If you’re voting for Rick Santorum, you are a walking sweater vest of morality, but only the morality that is specific to people who are exactly like you. You have a creepy thing for dead babies, but so what? Everyone has skeletons in their closets. Sometimes they have big gay messes in their panties, too. Just ask Google.

And if you’re voting for Ron Paul, you’re annoyingly earnest and somewhat confused. You’re not the type to proofread things with your name on them, even if they are flat-out incendiary and racist. You like to think of yourself as independent, and, therefore, nobody has a right to say anything negative about you. You are beholden to nothing but obstinate didacticism, and you might just have an “antiestablishmentarian” tattoo across your lower back. You believe in small government, just small enough to fit between a woman’s legs. Also, you’re probably high and won’t remember voting. Dude! Democracy!
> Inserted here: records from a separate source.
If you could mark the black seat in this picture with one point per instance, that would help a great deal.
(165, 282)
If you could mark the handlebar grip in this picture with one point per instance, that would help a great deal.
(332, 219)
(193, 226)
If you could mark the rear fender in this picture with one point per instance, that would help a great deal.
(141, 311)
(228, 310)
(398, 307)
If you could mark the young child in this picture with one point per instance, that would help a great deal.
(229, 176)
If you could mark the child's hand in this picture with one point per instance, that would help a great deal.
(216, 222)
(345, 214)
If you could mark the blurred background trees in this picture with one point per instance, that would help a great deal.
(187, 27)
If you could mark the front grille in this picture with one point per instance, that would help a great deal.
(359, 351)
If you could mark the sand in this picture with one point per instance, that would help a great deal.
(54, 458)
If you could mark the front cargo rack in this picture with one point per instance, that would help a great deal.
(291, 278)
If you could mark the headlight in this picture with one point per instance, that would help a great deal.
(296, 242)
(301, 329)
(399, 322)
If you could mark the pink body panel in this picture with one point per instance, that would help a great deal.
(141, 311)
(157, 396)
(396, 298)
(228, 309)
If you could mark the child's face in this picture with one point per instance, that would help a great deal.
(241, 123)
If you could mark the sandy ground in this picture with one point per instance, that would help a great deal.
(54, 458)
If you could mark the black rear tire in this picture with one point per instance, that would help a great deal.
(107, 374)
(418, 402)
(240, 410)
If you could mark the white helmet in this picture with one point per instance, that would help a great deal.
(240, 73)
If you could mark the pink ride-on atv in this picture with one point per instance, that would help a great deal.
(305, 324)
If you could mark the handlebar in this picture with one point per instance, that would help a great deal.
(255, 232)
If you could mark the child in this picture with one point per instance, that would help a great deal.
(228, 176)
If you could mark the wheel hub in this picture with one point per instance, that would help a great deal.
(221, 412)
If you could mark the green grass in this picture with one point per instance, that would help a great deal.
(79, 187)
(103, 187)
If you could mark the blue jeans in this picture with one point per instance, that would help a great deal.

Political circus aside, there remains one non-charismatic item on the primary ballot for both parties: a slight bit of tax incentivizing courtesy of Orange County Mayor Teresa Jacobs. Jacobs has been fighting for this since her campaign days, and she failed to get it sent out as a single ballot earlier last year because it would be too expensive. The referendum offers businesses a 100 percent, 10-year property tax holiday if they promise to locate in the county and make jobs. Sound great? Well then you’re a totally perplexed Republican, aren’t you? You’re pro-business while making homeowners pick up the unpaid taxes for public services you keep complaining aren’t good enough. If you have any sense of reason left in your clattering head, you should just do us all a favor and vote no on this one. Use your aftershave and angereffectively. Stick it to the man! Freedom!